Friday, October 29, 2010
On the road from Eldoret to Nairobi today our host Cliff Msioki said, as we were driving through the Rift Valley, “We may see zebras on the roadside, and maybe a giraffe.” Are you kidding? Al and I began looking. A few miles down the road and Al says, “There they are!” Four zebras on the other side of the road. Cliff turned the car around and we stopped, and took pictures. After this there were many more zebra sightings, in groups of 5-15. We saw over a hundred zebras!
We also saw baboons on the roadside. One was on the highway ahead eating roadkill. We drive up next to 5-6 baboons. The one feasting on roadkill narrowly missed getting hit by an oncoming car. We were right next to him, and he jumped out of the way. I got a great picture of a baboon, which I’ll post when I get my camera back, since I left it in Cliff’s car. He’ll return it when he picks us up tomorrow to take us to the airport.
We also saw a herds of gazelles and impalas.
And, we saw two warthogs! But we couldn’t get photos of them.
We stopped and ate at an outdoor restaurant – the one where the giant 4-foot tall Marabou storks hang out hoping for a free lunch. Check out the link – they look exactly like that. Now imagine they behave like seagulls, hanging very close waiting for you to toss them food. They stand in a circle around your table, with their weird hunchback positions. When our meal was over Al fed them chicken bones, which they swallowed whole without chewing. These things are carnivores! “They will catch small rodents and reptiles and have even been known to pick swallows out of the air!” (see link)
As we were eating an African grey Hornbill kept flying around us and landing in the nearby trees. Cool!
It was an exhilarating time.

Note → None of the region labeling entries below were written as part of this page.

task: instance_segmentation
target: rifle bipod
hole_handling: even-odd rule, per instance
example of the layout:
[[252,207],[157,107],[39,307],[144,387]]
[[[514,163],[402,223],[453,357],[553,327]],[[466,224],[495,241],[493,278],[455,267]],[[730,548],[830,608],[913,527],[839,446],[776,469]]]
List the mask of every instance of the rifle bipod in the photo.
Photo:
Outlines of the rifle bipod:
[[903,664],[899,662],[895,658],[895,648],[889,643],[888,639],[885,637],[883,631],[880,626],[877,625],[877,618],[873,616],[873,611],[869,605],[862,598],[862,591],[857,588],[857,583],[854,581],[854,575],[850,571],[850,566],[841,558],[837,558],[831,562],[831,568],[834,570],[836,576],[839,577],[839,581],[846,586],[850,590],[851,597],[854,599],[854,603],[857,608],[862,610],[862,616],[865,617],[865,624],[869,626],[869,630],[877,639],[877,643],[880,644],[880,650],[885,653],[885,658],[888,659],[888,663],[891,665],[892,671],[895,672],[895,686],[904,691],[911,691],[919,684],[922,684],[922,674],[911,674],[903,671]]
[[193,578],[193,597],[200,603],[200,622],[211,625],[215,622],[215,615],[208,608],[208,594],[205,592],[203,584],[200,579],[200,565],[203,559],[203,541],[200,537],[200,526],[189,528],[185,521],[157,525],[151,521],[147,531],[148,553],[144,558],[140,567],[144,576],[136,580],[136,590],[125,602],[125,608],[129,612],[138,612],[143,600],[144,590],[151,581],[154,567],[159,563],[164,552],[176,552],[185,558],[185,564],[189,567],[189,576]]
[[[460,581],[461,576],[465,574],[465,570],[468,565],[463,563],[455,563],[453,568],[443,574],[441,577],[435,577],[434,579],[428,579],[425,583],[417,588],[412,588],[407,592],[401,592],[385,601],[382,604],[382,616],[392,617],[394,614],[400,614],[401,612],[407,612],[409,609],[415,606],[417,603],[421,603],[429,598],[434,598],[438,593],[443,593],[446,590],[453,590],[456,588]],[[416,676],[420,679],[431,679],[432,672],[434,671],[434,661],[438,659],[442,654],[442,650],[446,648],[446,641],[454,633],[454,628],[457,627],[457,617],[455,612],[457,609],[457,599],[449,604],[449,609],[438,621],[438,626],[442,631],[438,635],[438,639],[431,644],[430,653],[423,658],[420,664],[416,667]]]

I felt like we were on a safari that was costing us nothing!
Oh yes, we stopped on the equator and had our pictures taken – it’s 9100′ above sea level.
Saturday, October 30, 2010
|Nairobi at night
It’s morning in Nairobi. Had breaklfast at the PanAfric hotel’s buffet. Steve Lichty is picking up Al and I – we’ll go out for coffee. Cliff picks us up at 4 to go to the airport.
On to Amsterdam, then to Detroit. We’ve got a 3 1/2 hour layover in Amsterdam. I probably won’t post anything more until Sun. evening U.S. time.
As always when I take a trip like this I’ll be thinking about many things in the days and weeks to come. I’m so grateful to God for this trip, and for having Al with me, and the extreme graciousness of Cliff Msioki and his people and pastors, to Steve Lichty for the blessing and richness of time spent with him, and for the Kenyan and Uganda people and their great hospitality.